Per a recent thread, I never send decks in advance. Hat tip to @chudson for properly explaining why. Now that I’m beginning to do some VC work, I consciously lower my interest in people who send me decks in advance. If I’m helping write your deck then I need it, but if you see me primarily as an investor instead of an advisor, then it is specifically a bad idea. Find a way to write a paragraph or a one pager that’s interesting Leave the storytelling for when we’re making eye contact.
Because of all that, the in-person experience that a founder provides to the potential investor is critical. You are getting the chance to tell a 40 minute story about an organization that doesn’t exist to a person who you want to turn over noticeable cash to you on a poorly documented promise. Make it a story, make sure it has a great arc, and tell it well. I say 40 minutes because successful decks are 15 slides at most. The investor will be ten minutes late, and you want to get them out of there ten minutes early. If they have an assistant, helping the investor get back on schedule will make it a lot easier to get subsequent meetings booked.
I just sent a very uncomfortable note to a dear old friend on how to re-do his pitch — here’s the constructive (rather than critical) portion of that note, lightly edited.
The point of the first meeting is solely to get the second meeting which is the start of the ‘real’ process. I’m going to address the form of a successful pitch here. I can’t change your business fundamentals. The outline (slide numbers) of a deck that works is:
1. Attention grabber.
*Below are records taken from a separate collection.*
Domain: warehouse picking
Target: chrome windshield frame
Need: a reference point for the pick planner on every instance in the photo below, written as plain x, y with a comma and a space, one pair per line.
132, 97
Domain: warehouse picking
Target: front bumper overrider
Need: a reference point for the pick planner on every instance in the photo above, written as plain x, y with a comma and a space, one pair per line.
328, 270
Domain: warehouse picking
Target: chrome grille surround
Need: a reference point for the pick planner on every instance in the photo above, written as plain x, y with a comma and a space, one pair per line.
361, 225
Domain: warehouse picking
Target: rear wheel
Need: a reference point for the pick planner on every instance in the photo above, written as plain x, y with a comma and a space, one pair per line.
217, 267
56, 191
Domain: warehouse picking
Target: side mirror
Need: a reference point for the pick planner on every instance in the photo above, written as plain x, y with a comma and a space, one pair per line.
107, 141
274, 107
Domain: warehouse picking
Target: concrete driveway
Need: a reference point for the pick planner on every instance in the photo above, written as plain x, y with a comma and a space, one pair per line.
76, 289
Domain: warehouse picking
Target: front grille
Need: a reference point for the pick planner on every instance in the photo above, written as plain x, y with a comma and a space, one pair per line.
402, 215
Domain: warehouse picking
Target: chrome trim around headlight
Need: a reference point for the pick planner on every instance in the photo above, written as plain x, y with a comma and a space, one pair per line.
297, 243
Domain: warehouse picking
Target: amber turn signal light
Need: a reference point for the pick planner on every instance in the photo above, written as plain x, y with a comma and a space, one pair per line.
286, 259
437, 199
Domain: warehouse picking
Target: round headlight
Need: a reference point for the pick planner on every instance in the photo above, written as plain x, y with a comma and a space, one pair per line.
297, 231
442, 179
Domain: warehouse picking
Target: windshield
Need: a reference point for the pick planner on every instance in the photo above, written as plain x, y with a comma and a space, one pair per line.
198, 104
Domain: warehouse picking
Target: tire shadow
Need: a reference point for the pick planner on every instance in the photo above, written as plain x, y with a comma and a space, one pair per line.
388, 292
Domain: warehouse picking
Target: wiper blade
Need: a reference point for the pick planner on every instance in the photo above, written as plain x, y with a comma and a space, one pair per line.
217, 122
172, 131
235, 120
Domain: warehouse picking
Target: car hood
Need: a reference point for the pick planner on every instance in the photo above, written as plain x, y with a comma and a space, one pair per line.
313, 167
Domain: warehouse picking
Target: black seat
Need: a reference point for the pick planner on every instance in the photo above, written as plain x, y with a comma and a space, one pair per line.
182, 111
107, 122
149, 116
In Minute 1, bring them into your emotional zone or get them dying to hear more. The former is generally when you are pre-product and the latter when there is user or sales traction.
2. Big market. What sells is proprietary redefinition of a market that a) makes the investor believe you’ve found a reason for customers to change behavior, and b) teaches them something.
3. Customer Pain — what hurts so bad that people will get off their asses and do something different that is worth money?
— if you don’t have them hooked by slide 3, it’s over, consider very politely packing up and leaving or switching to small talk having nothing to do with your fundraising. The former is more intriguing and tells a better story.
4. Solution - benefits description of what you do differently. if you don’t know the difference between benefits and features, then delay pitching until you do.
5. Features - product details and a demo if you want to do one, though i don’t do them. i don’t trust technology enough, plus a demo makes the investors even more likely to mistake themselves for the target market segment
6. Users/Customers/Sales plan
9. Milestones — what you promise to accomplish with the money not the Use of Proceeds
10. New financing and previous raises
11. “Come dream the dream with us” slide. Early stage guys are fantasists. The Lumatic deck was very efficient at closing angels/seed funds while we were still in development. I started with a car fire photo from Tahrir Square in Egypt to get people into my intended emotional zone, and I ended with Dorothy taking her first steps down the yellow brick road. I got the whole thing down to thirteen minutes and was closing great angel investors with it over Skype screenshare.
Please note that there are no financial projections. They don’t get you to the second meeting.